Friday, March 18, 2016

Am I still me?

The sicker I get, the more of a stranger to myself I become. 

Time used to be measured by teaching days and holidays. Now time is measured by weekly infusions, daily neupogen injections, monthly xgeva injections, teaching days, and recovery days. 

I used to stride at full speed down the corridors of academia and now I walk slowly. I’d like to say I walk thoughtfully but that is what I’m pretending to do. I’m actually just concentrating on not making it obvious that I’m completely out of breath.

I stand at the bottom of a flight of maybe a dozen stairs and I wonder who this person is who is drawing on every last energy cell to climb them. This is not the person who, six months ago, could run up seven flights of stairs chatting and laughing. Now all flights of stairs are my Rocky stairs. Climbing them feels like a mile sprint even as I know that I will never sprint a mile again, or even jog one. 

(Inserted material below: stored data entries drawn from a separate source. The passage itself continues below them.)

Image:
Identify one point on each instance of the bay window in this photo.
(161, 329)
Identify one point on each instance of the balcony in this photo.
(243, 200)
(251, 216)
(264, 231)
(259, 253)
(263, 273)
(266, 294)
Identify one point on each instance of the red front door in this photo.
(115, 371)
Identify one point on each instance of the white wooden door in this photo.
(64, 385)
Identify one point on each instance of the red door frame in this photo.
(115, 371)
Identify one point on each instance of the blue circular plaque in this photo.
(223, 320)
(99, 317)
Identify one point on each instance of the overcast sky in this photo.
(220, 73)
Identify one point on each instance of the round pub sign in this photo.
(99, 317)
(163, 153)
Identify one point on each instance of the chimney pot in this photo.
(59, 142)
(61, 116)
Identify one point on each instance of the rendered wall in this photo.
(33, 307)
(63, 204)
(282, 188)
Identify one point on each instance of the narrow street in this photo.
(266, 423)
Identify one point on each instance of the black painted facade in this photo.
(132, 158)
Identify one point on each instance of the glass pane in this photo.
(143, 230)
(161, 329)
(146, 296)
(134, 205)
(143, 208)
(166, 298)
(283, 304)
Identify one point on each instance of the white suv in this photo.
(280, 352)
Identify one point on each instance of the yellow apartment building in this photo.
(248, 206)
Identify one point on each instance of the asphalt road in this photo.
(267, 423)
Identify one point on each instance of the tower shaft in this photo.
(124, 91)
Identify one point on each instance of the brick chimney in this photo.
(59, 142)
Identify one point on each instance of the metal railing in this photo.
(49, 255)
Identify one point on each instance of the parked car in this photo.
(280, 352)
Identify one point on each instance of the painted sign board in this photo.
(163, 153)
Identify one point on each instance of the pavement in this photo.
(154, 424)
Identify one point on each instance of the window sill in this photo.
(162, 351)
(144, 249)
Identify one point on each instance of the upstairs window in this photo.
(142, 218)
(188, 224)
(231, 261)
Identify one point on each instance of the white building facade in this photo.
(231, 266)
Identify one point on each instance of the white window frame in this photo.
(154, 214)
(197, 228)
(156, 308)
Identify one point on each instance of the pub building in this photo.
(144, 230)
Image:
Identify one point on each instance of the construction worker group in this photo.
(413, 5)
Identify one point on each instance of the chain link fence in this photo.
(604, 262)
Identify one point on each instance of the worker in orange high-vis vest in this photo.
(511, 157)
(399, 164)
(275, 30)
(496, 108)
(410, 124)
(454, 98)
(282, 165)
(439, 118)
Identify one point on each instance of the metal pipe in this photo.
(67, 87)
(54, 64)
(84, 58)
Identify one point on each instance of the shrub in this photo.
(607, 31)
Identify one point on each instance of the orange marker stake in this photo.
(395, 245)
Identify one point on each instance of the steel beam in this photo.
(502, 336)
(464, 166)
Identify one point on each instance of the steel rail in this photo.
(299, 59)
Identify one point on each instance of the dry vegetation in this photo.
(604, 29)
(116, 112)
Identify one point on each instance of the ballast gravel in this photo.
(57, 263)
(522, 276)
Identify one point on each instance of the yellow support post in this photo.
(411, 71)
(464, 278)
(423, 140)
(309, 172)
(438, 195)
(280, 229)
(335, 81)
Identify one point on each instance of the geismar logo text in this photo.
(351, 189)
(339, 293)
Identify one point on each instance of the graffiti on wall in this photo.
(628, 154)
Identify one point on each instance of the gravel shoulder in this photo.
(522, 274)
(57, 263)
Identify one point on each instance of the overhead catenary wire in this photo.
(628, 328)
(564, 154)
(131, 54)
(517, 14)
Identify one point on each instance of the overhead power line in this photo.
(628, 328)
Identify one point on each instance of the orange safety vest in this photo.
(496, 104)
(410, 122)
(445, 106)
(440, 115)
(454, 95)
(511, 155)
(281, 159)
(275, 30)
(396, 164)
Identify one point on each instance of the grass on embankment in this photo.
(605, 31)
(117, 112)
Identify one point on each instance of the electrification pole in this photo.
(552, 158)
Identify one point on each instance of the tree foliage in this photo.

I am does not abruptly become she was when we die. I am is chipped away by the disease and treatment.

I walk past a window and inadvertently catch my reflection in the glass. I don’t recognize the ashen face. My pace slows down with each stop and rest but my reflection is a time-lapse played at 100 frames a second.

The pallor from yesterday has given way to the waxen bloodlessness of today. This illness has robbed me of the normality of adapting to my slowly aging body. The morphing of childhood to adult to middle age is abruptly set to fast-forward.

I still go to work and pretend that I can do it all. I’m lucky to still be on the same treatment for 8 months. However, even as the carbo/gemzar combo keeps the cancer in check, it weakens my body. My oncologist keeps saying there are many more treatments. However, the unspoken words are that my body will break down before the treatments end.

In less than two months, it will be three years since my diagnosis of metastatic breast cancer. I have reached the median survival time.  This is my 13th treatment.

I am and she was edge closer together. 


We don’t need more treatments. We need better ones. 

4 comments:

  1. Amen to that.....we need an all out assault. HIV is a alot like cancer in the sense it mutates around known treatment protocols yet somehow they have managed to at least develop treatments that will allow a HIV patient to have a fairly decent quality of life. This continues to elude us in the United States.

    ReplyDelete
  2. Much better ones... when I did Taxotere last year we had a set number to knock everything back. Now the goal is how long can my body/I handle the treatment and keep the cancer in my body in check (while hoping the cancer in my brain doesn't go crazy wild in the meantime). I hate that you are going through this, but I am glad your treatment is working. We need better treatments.

    ReplyDelete
  3. I've been at this for 7 years now (non-Hodgkins lymphoma) and it just doesn't end. The one thing I have learned is that now, today , for this moment, be here. And if you're well enough to enjoy it, DO!

    ReplyDelete
  4. Anti-Cancer club...you said it 7yr in, live moment by moment, there are precious moments left don't waste them, stage IV metastatic is not going to stop us from living Each wonderful moment we are living DO!!